日本政府はTPPでどこまで譲歩を重ねるのか。産経新聞の11月4日付の記事によると、政府・自民党は「聖域」であるコメの関税率について、現行水準の778%を段階的に500%代に引き下げる方針を固めたという。
これが事実であれば、日本の農業の影響は甚大であり、政府の「聖域を守る」という国民への約束は破られることになる。11月5日午前8時45分から行われた、閣議後の定例会見で甘利明TPP担当大臣は「具体的にそういった報告は受けていない」と述べた。
また読売新聞の5日付の記事では、米国が日本車にかけている輸入関税の撤廃が、協定発効から20年程度先となる公算が大きくなったという。読売新聞によれば、日本は5~10年での撤廃を求めていたが、「TPP交渉の(中の)最も長い期間で撤廃」するという日米合意を基に、米国が歩み寄りの姿勢を見せていないためだという。
米韓FTAでは、米国は韓国車の輸入関税(2.5%)を発効後5年目に撤廃で合意されており、報道が事実であれば、日本は韓国に比べ、長期的に不利な条件を強いられていることになる。
この懸念について甘利大臣は、こちらも「報告を受けていない」としながら、「米国とは日米並行協議という、日米間の取り決めがある。それを無視するわけにはいかない。関税がなくなるまでの期間を理不尽に長く取らないという作業が必要になる。日韓と比較すると、韓国の場合は、自分のもの(米国車にかける輸入関税)も手放した。しかし日本は手放すものがない。その点が韓国とは異なる」と回答した。(下に続く)
- 日時 2013年11月5日(火) 8:45~
- 場所 内閣府(東京都千代田区)
韓国よりも不利な条件を強いられる日本
確かに韓国は米韓FTAで、発行日に米国車にかける輸入関税8%を4%に引き下げ、発効後5年目に撤廃するという条件で合意している。一方日本は、米国車への輸入関税は1978年に「関税定率法」により撤廃している。日本は「手放すもの」がないと言える。
しかし甘利大臣はこの日韓の差をもって「日本の方が条件は優位だ」とは述べていない。米国からの輸入車に対して、そもそも日本側は関税をかけていない。他方、米国側は日本車に対して韓国よりも長期にわたって関税をかけ続ける。不平等で、さらに韓国よりも不利な条件なのは明らかだ。
日米並行協議は政府内でも情報共有に差
会見でIWJは日米並行協議について質問した。並行協議は、米国が日本に投資をする上で弊害となる様々な規制について議論する二国間交渉であり、甘利大臣は10月24日の参院予算委員会で、並行協議の成果はTPP交渉の妥結と同時決着であり、「TPPが決着しないと、(日米)2国間の交渉もほごになる」と述べている。

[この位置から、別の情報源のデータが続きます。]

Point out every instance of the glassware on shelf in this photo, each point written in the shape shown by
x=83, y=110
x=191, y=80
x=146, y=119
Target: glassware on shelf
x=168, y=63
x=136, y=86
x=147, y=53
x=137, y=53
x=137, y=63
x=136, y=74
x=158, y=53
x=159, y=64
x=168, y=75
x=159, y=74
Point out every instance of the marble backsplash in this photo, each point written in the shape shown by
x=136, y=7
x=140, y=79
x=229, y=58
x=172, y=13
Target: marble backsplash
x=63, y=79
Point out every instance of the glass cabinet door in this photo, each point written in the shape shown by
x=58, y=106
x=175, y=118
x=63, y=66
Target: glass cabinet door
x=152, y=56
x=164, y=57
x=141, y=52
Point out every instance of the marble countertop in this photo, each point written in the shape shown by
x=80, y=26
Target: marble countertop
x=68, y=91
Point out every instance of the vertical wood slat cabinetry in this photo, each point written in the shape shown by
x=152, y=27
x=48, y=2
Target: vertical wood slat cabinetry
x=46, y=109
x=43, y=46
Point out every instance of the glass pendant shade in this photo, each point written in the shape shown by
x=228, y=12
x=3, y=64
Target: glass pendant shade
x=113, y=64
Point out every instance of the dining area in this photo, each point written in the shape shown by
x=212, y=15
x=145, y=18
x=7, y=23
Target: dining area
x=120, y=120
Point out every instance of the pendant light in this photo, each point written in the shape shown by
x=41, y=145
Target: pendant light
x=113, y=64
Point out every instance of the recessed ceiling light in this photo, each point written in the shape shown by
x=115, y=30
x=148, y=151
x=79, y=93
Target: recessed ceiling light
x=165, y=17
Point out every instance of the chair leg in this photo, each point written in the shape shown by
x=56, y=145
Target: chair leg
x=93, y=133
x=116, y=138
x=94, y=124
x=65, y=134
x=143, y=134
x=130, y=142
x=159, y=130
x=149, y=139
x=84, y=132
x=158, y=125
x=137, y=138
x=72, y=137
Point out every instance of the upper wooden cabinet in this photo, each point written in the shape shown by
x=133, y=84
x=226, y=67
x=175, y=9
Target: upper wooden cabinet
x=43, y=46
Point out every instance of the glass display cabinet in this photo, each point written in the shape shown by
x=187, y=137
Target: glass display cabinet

それほどTPP交渉と密接に絡み合い、「知財」など、TPPと重複したテーマを扱っているにも関わらず、内閣府のTPP政府対策本部は、「並行協議は外務省主導であり、協議の内容まで連携できていない」としている。
この現状について甘利大臣は、「同時決着というのは、日米間で取り決めたルール。米国からすれば、並行協議を成功させなければ一つも(実を)取れないということになる」と前置きしたうえで、「TPP室(政府対策本部)はもともと外務省から出ているもので、鶴岡首席交渉官はまさに外務省の人間そのもの。そこはきちんと(外務省と)連携を取っていく」と語った。
しかし、「最初から全てを共有するもの、TPP室の中で承知して進めていくものなど色々ある。各項目について、全ての参加省庁が同時に同じだけの情報量を共有して進めていくやり方ではない」と語り、政府内での連携が万全ではない状況を明らかにした。
国家戦略特区が閣議決定
特区始動後も追加の規制緩和
会見では他に、この日の午前に閣議決定された「国家戦略特区」について、「スタートとしては100点満点で85点の出来だ」と評価。「残りの15点」については、特区が動き出すにつれて、新たに必要な規制緩和項目が明らかになってくることから、「追加の規制緩和を迅速に採択できるかどうか」と述べた。